S’ajuster à la méthodologie de projet prescrite chez le client ou aux processus peut nécessiter quelque temps et demander des modifications aux consultants sur leurs processus de pensée et leurs pratiques. Si vous avez toujours fait les choses d’une certaine manière, il n’est pas si facile de faire des changements rapides. Mais si vous managez des projets pour un client, vous devez suivre ses processus au moins au départ avant de suggérer tout type de changements radicaux.
Comprendre la structure organisationnelle.
Atteindre une bonne compréhension de l’organisation et des secteurs fonctionnels est critique. Parvenir à connaître les processus métiers de votre client, savoir comment fonctionne leur structure, à quoi ressemble leur flux de travail pour les projets et apprendre qui sont les experts de sujet (les « Subject Matter Experts » – SME) constituent une partie importante de la courbe d’apprentissage du consultant.
Comprendre la politique organisationnelle.
La compréhension de la politique organisationnelle (par exemple, qui contrôle le projet) est un aspect important pour découvrir comment mener avec succès des projets dans l’organisation de votre client.
Être l’étranger.
Bien qu’être l’étranger puisse être une bonne chose, cela peut aussi être une mauvaise chose. Non seulement vous devez monter rapidement en compétences sur toutes les choses que j’ai déjà listées, mais pour l’instant vous n’avez pas développé de relations avec le personnel de projet ni aucuns individus clés dans les autres services qui peuvent vous aider à faire avancer les choses.
Avantages
Objectivité.
Avoir une plate-forme objective pour consulter sur les processus de projet, les techniques et méthodes sans aucune préoccupation de carrière qui limiterait vos mouvements peut vous aider à faire avancer le projet plus rapidement et à prendre des décisions plus rapides. Aucune idée préconçue ne vous retient.

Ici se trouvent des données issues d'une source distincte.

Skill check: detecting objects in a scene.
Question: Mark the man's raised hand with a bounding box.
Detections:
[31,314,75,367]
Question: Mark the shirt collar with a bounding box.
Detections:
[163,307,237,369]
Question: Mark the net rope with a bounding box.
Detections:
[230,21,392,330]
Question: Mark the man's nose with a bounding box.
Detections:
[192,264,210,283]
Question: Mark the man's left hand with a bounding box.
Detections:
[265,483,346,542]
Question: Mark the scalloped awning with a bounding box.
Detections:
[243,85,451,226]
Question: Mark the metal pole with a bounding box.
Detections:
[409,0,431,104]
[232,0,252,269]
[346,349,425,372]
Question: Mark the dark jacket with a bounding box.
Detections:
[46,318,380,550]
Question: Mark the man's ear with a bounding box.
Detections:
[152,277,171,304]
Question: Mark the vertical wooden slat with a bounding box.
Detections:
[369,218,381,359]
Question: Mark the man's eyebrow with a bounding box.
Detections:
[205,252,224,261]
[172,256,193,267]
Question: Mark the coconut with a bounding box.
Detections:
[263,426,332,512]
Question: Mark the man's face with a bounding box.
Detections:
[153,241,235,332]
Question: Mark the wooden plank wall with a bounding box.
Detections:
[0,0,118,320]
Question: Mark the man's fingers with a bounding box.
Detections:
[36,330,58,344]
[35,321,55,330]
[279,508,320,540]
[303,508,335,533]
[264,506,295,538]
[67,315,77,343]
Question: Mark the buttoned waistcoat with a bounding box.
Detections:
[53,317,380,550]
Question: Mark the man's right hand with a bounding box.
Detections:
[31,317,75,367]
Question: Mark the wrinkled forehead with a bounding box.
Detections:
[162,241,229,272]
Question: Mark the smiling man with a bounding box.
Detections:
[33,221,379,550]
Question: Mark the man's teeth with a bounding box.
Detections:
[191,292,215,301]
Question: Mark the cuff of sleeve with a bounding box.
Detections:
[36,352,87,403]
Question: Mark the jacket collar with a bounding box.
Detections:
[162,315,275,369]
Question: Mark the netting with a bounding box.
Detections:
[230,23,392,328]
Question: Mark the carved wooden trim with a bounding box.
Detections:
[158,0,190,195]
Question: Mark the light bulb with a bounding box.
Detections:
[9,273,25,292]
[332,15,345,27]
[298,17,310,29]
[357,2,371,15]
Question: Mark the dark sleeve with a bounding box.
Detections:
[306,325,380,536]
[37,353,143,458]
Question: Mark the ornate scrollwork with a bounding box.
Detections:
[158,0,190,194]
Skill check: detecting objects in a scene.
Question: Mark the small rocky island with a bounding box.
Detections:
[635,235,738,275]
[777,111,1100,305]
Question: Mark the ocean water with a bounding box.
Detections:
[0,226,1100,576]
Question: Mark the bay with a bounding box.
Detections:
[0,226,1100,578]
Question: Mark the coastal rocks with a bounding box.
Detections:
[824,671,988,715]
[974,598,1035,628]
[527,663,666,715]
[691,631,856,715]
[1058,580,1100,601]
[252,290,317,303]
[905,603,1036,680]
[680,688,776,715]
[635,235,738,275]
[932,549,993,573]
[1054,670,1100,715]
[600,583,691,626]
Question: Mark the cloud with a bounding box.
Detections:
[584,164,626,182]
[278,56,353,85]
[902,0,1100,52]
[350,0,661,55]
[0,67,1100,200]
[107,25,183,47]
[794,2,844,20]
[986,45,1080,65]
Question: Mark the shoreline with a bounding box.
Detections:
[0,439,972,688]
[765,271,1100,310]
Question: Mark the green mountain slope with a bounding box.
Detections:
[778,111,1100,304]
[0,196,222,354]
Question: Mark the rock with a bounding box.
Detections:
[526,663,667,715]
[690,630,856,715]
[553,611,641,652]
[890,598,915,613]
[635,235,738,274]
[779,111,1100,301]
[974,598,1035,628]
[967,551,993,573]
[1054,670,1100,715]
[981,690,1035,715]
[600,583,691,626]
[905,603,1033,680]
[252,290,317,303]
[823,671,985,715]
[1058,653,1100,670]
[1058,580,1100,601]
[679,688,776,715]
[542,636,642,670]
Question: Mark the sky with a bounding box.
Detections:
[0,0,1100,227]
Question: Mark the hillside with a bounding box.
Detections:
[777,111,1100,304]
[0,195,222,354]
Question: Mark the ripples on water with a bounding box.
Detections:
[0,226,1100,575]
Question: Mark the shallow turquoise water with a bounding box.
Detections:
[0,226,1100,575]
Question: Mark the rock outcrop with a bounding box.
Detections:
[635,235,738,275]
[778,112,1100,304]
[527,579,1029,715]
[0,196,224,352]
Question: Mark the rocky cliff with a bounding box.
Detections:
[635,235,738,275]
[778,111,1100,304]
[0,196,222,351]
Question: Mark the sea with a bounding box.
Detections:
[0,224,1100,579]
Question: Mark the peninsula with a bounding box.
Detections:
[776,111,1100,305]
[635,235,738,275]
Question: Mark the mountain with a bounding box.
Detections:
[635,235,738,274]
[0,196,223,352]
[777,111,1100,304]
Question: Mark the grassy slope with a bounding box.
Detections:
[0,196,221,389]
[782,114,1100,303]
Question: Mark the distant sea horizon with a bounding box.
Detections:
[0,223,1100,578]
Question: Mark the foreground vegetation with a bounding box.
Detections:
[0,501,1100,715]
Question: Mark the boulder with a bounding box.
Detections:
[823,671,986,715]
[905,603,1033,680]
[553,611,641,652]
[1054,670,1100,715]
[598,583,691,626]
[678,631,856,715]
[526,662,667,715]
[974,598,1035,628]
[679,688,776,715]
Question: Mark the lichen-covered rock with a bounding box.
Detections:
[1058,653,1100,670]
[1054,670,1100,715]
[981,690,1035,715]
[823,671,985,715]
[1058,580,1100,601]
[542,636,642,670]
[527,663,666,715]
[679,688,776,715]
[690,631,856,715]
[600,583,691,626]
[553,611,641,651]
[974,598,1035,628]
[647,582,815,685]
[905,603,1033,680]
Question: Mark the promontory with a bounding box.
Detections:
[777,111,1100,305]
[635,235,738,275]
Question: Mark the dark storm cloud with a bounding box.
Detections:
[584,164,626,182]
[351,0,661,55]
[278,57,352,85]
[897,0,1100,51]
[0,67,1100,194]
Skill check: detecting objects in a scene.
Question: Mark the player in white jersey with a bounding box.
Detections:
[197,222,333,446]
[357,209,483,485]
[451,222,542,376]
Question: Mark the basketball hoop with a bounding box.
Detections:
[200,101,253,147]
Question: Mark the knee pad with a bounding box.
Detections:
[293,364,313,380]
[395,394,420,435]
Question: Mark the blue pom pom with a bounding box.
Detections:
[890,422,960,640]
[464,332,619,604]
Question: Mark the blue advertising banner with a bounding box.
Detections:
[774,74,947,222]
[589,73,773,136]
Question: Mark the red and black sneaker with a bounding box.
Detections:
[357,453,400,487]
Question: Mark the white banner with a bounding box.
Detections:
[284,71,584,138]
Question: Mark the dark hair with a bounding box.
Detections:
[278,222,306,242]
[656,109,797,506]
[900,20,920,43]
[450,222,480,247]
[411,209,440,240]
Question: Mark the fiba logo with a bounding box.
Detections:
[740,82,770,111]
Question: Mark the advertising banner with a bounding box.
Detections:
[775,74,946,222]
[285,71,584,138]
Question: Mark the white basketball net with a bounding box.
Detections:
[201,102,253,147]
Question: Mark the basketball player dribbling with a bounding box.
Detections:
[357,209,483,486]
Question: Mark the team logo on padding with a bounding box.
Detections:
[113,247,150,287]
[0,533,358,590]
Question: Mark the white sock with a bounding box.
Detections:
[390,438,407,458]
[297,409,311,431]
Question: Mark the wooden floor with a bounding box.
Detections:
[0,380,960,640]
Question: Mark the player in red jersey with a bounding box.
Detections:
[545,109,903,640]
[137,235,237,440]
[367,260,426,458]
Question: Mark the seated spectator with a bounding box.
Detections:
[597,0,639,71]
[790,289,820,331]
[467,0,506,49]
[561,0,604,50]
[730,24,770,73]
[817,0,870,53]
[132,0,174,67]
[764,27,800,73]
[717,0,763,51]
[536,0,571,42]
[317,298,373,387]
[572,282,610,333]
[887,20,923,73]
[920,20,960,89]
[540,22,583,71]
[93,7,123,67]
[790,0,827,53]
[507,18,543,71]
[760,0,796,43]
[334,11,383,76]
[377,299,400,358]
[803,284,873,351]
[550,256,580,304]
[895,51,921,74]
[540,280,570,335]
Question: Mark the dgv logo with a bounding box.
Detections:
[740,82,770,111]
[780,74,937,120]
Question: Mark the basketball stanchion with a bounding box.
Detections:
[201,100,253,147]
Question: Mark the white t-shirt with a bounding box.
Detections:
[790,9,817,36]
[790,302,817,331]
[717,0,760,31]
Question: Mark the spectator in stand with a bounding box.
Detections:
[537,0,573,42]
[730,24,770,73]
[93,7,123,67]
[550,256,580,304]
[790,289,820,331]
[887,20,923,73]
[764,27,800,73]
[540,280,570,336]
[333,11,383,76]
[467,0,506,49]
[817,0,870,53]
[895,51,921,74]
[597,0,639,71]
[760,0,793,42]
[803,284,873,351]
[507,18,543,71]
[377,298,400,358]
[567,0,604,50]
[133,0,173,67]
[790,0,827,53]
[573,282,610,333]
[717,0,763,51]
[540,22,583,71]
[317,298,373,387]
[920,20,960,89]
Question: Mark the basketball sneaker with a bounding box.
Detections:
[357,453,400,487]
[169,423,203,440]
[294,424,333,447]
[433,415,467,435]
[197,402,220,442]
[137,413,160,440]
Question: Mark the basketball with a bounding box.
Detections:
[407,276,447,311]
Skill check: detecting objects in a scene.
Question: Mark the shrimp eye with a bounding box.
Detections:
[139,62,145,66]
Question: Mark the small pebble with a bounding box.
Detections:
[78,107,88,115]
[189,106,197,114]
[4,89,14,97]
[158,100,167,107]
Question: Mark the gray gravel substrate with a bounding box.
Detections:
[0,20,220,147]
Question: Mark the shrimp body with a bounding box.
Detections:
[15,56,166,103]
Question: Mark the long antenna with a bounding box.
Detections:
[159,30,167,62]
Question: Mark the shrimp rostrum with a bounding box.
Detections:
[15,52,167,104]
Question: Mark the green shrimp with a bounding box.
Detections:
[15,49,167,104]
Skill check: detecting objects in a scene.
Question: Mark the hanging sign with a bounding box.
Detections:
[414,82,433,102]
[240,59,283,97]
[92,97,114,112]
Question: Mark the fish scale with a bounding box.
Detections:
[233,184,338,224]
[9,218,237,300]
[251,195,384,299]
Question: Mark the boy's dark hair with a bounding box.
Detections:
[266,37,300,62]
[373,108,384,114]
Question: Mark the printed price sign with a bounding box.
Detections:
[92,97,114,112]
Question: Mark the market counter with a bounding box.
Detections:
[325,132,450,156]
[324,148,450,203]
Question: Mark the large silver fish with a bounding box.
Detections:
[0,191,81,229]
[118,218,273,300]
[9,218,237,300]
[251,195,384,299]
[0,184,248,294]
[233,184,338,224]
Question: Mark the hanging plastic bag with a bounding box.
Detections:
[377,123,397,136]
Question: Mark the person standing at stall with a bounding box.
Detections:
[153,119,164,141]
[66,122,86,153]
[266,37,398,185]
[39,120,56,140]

La capacité de poser des questions.
Étant capable, comme un consultant indépendant, de poser demander les questions auxquelles le personnel permanent doit d’habitude éviter de s’attaquer est un grand plus. Il n’y a aucune question stupide quand vous regardez depuis l’extérieur. De plus, ils savent tous que vous êtes payé pour apprendre donc ils devraient être plus que disposés à vous aider à monter en charge.
Perception de gourou.
La perception que vous êtes un gourou joue en votre faveur. Ils peuvent vous aimer, ils peuvent vous mépriser, mais d’une façon ou d’une autre ils savent que vous coûtez de l’argent et ils vous perçoivent comme étant le gourou qui arrive pour mener le projet. Tant que vous ne leur donnez pas de raison de changer cette perception, vous aurez probablement les mains libres et les personnes vous obtiendront ce que vous voulez et ce dont vous avez besoin. On leur a probablement dit de le faire pour qu’ils ne vous ralentissent pas et ne coûtent plus d’argent à la société.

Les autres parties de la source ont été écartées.